En application de la législation ayant existé au moment où les décisions attaquées ont été prises, celles-ci n’étaient pas susceptibles d’un recours direct en annulation, leur illégalité éventuelle ne pouvant être invoquée que par le moyen de l’exception d’illégalité soulevée de façon incidente devant une juridiction régulièrement saisie d’un litige impliquant leur mise en oeuvre (article 95 de la Constitution).
Depuis l’entrée en vigueur de la loi du 7 novembre 1996, et en vertu de son article 7 (1) les actes administratifs à caractère réglementaire, quelle que soit l’autorité dont ils émanent, peuvent être attaqués pour incompétence, excès et détournement de pouvoir, violation de la loi ou des formes destinées à protéger les intérêts privés, mais la compétence pour connaître du recours ainsi créé est réservée à la Cour administrative.

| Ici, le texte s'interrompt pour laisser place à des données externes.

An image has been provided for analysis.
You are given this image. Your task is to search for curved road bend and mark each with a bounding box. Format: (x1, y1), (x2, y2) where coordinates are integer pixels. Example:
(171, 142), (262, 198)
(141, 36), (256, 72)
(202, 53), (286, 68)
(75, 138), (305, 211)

Le Tribunal administratif ne pouvait en conséquence que se déclarer incompétent pour connaître des recours introduits devant le Conseil d’Etat par requête du 24 juillet 1996.
Il n’y a en l’espèce lieu ni à annulation du jugement entrepris, aucune irrégularité formelle dans l’exercice des attributions juridictionnelles des premiers juges n’étant à relever, ni à évocation, alors que la Cour n’est pas compétemment saisie du fond du litige.
Les frais des deux instances sont à imposer aux parties requérantes, respectivement appelantes.
par ces motifs la Cour administrative, statuant contradictoirement, reçoit en la forme la requête d’appel déposée le 4 août 1997 contre le jugement rendu le 25 juin 1997 par le tribunal administratif dans la cause inscrite sous le numéro 9640 du rôle;
réformant, dit que le Tribunal administratif était incompétent pour statuer sur le recours introduit par requête du 24 juillet 1996 contre quatre décisions relatives à l’extension du plan d’aménagement général de la Commune de Bastendorf;
condamne les parties appelantes aux frais des deux instances.
Ainsi jugé par Monsieur Georges KILL, président, rapporteur, Madame Marion LANNERS, vice-présidente, Monsieur … FEYEREISEN, conseiller, et lu par le président en audience publique à Luxembourg au local ordinaire des audiences de la Cour à la date indiquée en tête, en présence du greffier en chef de la Cour.